Professor Marc B. Shapiro is out with his first blog post since April.
He writes: I have mentioned how R. Kook compares the Torah scholars and the masses, and how the masses have elements of natural morality that are not to be found among the scholars. This is not the only provocative distinction R. Kook makes. He also distinguishes between the great tzadikim and everyone else. These two groupings are, of course, different in many ways. Yet one of the most interesting distinctions R. Kook makes—and one can find parallels to this in Ibn Caspi and hasidic texts— is that for the elites the nitty-gritty of halakhic study can have a negative affect on their spiritual life.

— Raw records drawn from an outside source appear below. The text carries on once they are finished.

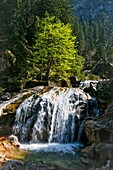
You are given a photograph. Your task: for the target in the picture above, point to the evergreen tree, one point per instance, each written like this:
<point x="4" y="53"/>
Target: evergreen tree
<point x="54" y="49"/>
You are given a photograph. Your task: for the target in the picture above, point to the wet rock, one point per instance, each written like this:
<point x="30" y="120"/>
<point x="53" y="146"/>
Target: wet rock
<point x="90" y="150"/>
<point x="8" y="146"/>
<point x="106" y="154"/>
<point x="6" y="96"/>
<point x="42" y="165"/>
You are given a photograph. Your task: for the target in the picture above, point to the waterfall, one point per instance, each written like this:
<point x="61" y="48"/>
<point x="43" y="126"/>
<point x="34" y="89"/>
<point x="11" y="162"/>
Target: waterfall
<point x="53" y="117"/>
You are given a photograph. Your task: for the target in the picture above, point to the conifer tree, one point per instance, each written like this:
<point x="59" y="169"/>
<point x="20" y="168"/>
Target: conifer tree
<point x="54" y="49"/>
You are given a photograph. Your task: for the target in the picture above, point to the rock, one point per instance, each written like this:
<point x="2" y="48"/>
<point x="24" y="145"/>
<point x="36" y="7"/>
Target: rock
<point x="42" y="165"/>
<point x="86" y="160"/>
<point x="90" y="150"/>
<point x="6" y="96"/>
<point x="8" y="146"/>
<point x="106" y="154"/>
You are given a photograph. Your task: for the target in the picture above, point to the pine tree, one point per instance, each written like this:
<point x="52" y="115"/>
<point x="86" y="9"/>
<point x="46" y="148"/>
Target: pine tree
<point x="54" y="49"/>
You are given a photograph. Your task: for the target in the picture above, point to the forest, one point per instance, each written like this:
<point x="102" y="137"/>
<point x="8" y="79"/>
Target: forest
<point x="45" y="41"/>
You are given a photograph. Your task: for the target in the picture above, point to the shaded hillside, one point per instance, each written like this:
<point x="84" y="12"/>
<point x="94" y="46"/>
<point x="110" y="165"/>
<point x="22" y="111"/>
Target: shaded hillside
<point x="83" y="7"/>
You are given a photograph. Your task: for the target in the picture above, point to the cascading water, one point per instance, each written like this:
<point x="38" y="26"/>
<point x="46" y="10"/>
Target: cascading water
<point x="54" y="117"/>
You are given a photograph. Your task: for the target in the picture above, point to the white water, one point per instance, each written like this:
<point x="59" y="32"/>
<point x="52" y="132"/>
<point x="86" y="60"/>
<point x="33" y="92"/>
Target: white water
<point x="52" y="117"/>
<point x="49" y="122"/>
<point x="52" y="147"/>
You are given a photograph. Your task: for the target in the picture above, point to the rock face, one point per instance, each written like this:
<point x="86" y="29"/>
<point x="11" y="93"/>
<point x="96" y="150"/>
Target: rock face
<point x="3" y="66"/>
<point x="82" y="7"/>
<point x="8" y="146"/>
<point x="99" y="132"/>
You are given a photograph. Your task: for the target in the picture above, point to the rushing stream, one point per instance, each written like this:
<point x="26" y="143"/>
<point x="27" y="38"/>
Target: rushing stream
<point x="53" y="122"/>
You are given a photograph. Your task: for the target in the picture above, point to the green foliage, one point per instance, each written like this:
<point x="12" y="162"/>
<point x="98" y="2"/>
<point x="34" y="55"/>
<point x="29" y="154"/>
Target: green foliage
<point x="54" y="50"/>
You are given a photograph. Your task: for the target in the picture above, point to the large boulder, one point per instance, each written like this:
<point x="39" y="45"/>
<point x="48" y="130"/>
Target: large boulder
<point x="98" y="131"/>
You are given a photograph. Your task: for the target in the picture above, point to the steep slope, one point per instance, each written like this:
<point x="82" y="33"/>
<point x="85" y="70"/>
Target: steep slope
<point x="82" y="7"/>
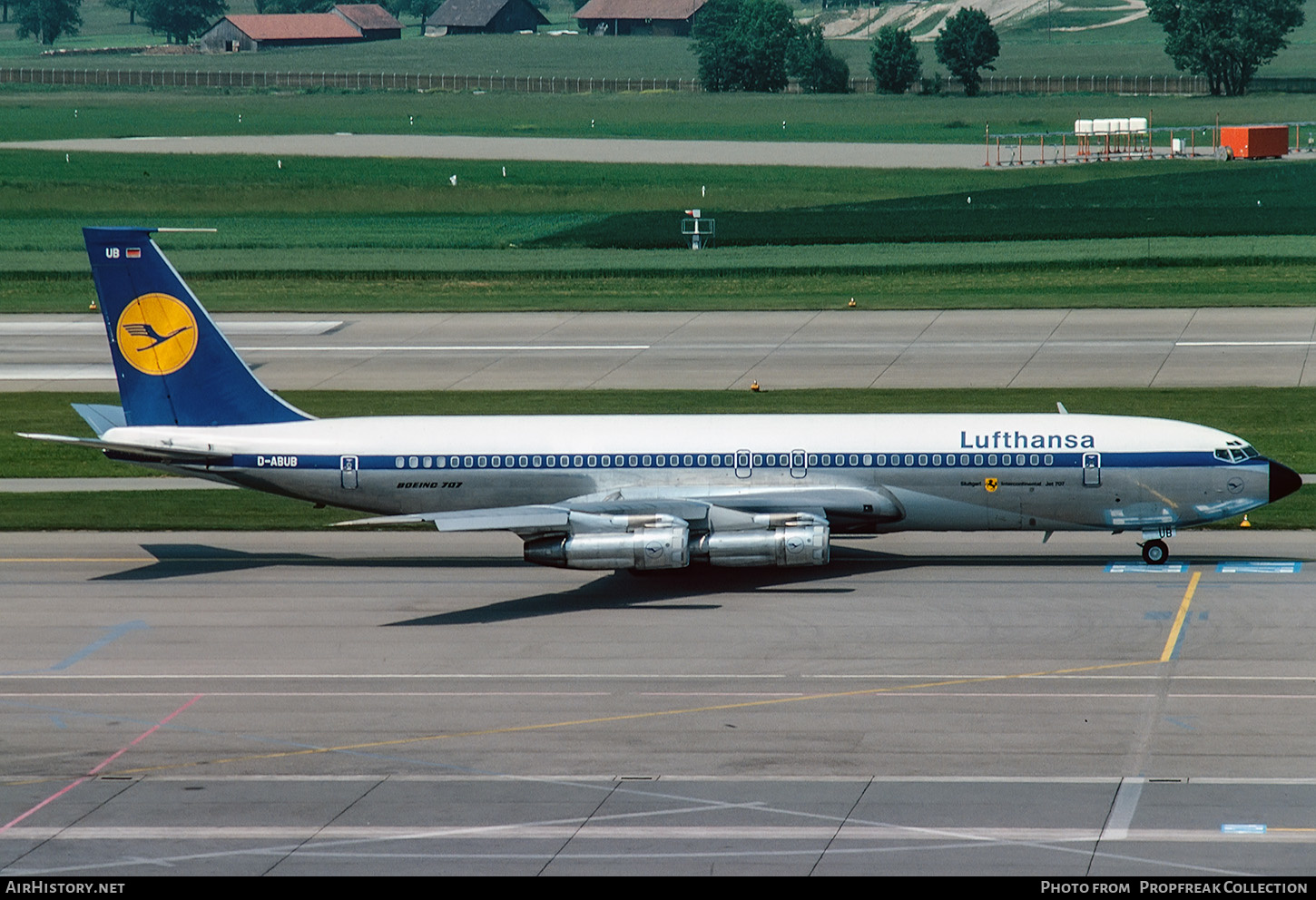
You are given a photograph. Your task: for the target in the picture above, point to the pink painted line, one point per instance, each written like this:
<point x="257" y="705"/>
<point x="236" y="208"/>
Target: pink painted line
<point x="50" y="799"/>
<point x="145" y="734"/>
<point x="112" y="758"/>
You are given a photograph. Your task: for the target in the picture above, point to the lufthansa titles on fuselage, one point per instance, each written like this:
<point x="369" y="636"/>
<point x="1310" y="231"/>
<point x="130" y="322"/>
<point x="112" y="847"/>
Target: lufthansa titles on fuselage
<point x="1021" y="441"/>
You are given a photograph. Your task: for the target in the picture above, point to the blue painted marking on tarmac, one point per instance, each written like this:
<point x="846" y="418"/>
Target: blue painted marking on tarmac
<point x="113" y="634"/>
<point x="1277" y="567"/>
<point x="1126" y="567"/>
<point x="1242" y="827"/>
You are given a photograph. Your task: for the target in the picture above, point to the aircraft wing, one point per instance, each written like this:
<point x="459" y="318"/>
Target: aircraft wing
<point x="711" y="507"/>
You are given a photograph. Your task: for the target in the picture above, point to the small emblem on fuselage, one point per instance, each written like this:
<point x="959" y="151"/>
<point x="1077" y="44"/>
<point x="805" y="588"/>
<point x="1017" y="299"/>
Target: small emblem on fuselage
<point x="157" y="335"/>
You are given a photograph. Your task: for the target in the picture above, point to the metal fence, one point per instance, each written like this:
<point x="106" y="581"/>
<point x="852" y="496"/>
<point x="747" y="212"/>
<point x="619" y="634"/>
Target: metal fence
<point x="1117" y="84"/>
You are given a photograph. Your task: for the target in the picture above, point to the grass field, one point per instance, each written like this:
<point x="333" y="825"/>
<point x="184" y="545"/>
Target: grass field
<point x="1280" y="421"/>
<point x="1028" y="49"/>
<point x="35" y="112"/>
<point x="392" y="234"/>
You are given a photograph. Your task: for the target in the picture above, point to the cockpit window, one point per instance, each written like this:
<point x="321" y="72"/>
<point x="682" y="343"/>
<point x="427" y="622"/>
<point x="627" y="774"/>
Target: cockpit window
<point x="1237" y="453"/>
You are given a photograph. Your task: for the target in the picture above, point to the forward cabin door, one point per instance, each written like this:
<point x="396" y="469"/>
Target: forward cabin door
<point x="1091" y="470"/>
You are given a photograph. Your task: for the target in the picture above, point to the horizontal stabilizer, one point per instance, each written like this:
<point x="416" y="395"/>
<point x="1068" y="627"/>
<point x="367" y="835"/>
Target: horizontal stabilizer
<point x="100" y="416"/>
<point x="140" y="453"/>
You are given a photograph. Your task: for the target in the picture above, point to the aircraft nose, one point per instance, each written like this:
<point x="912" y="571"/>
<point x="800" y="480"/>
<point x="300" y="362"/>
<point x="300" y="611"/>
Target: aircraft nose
<point x="1283" y="481"/>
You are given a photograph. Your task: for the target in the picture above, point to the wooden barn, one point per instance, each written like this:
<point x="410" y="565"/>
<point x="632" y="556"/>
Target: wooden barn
<point x="663" y="17"/>
<point x="371" y="20"/>
<point x="485" y="17"/>
<point x="345" y="24"/>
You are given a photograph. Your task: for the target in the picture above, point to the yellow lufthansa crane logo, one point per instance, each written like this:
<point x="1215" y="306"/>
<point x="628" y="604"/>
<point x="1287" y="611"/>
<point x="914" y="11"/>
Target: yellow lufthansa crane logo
<point x="157" y="333"/>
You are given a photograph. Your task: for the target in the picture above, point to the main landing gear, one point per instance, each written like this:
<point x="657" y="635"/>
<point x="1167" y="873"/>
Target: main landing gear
<point x="1154" y="553"/>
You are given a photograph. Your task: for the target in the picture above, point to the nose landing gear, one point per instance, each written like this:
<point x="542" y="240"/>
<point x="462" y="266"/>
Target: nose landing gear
<point x="1154" y="553"/>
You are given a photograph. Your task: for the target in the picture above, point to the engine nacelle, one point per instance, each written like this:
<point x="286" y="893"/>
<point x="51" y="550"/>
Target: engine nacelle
<point x="651" y="546"/>
<point x="803" y="543"/>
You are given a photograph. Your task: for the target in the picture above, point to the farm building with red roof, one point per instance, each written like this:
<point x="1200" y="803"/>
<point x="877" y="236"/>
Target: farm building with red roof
<point x="664" y="17"/>
<point x="347" y="24"/>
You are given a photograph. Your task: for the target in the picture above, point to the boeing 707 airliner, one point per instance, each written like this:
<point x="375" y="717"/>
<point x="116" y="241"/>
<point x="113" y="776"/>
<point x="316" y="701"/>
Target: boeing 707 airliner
<point x="645" y="493"/>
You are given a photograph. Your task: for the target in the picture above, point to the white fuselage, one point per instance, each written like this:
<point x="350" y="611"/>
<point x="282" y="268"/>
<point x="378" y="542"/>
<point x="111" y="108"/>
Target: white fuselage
<point x="912" y="471"/>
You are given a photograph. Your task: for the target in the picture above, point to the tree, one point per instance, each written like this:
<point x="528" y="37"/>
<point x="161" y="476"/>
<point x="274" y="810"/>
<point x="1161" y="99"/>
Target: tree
<point x="423" y="9"/>
<point x="895" y="61"/>
<point x="967" y="44"/>
<point x="819" y="70"/>
<point x="181" y="20"/>
<point x="46" y="20"/>
<point x="742" y="45"/>
<point x="1225" y="40"/>
<point x="129" y="5"/>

…R. Kook goes so far as to say that for these elites the very practice of mitzvot is not part of their spiritual identity per se. They have, as it were, moved beyond this, and their involvement with the practical sphere of mitzvot is based on their connection to the larger world.[1] I think that this passage, from Shemonah Kevatzim 1:410, is the most antinomian in all of R. Kook’s writings. In it we also see how problematic the halakhic details of life are to the special personality who wants to soar the heights of spirituality and yet has to be involved with practical halakhic matters. I think it obvious that R. Kook is reflecting his own personal spiritual struggle here. On the one hand, he wants to lose himself in love of and experience of God, to bind his soul with the divine. On the other hand, as a practicing rabbi he was called upon day in and day out to answer all sorts of everyday halakhic questions. One can imagine him alone in his study, enraptured in mysticism, even nearing prophetic insights, and someone comes to his door asking him to determine the kashrut of a dead chicken. With this he is brought down to the mundane halakhic world.